# nur noch wenige stunden bis zum countdown

## Lamech

ich weiss nicht wies euch geht aber ich hab da so ein krippeln, kanns kaum abwarten bis auf den ersten mirror servern die final drausen ist  :Embarassed: 

hab mir gedacht ich starte den thread um eben hier eure ersten eindrücke bzw probleme und löungen der 1.4 final zu posten 

emerge your life

----------

## Mr.Big

Was denkst Du eigentlich wird dann geschehen ?

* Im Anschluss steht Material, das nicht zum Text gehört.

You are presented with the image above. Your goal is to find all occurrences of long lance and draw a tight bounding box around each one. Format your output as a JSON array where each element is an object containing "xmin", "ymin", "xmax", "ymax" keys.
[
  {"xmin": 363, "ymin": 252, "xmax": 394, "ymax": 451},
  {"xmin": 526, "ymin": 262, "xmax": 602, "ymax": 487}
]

"Ein gigantischer Ruck wird die Gemeinde der Gentoo-Jünger durchfahren" , "Feuerwerk" od. was ????

J.

----------

## beejay

Eben. Das Erscheinen von 1.4 wird genau NIX ändern. Das einzige wirklich neue Feature der Final ist, das alle Punkte auf der TODO-Liste abgehakt sind. Ich bin sogar der Meinung, dass alle diejenigen die in den letzten 7 Tagen ein emerge -u world erledigt haben schon im Besitz von 1.4 sind.

----------

## moe

Seh ich auch so, würden wir S**e benutzen müssten wir jetzt alle die neue Version kaufen und das System komplett neuinstallieren   :Very Happy: 

Gruss Maurice

----------

## Stere

 *Quote:*   

> Ich bin sogar der Meinung, dass alle diejenigen die in den letzten 7 Tagen ein emerge -u world erledigt haben schon im Besitz von 1.4 sind.

 

Das glaube ich auch. Ich möchte aber die Gelegenheit nutzen und das System komplett neu installieren. Gibts schon einen Mirror, der ein *basic.iso und stage1 Archive hat? Kann leider außer rc4 noch nix finden. Die wollen wohl doch erstmal ein paar CDs verkaufen ;-)

Gruß Steffen

----------

## Martini

Hi

Ja warum denn neu installieren, nur weils eine Final gibt. Du bist doch aktuell, wenn du System auf dem Laufendem hälts mit -uD world. Ich finde das Quatsch, das Prinzip von Portage über den Haufen zu schmeißen. Dafür ist es doch schließlich da und es funktioniert in dieser Beziehung einfach Super.

Martin

----------

## geta

Zustimmung an alle Personen, die sagen: "Wieso eine riesige Party wegen dem neuen Release machen?"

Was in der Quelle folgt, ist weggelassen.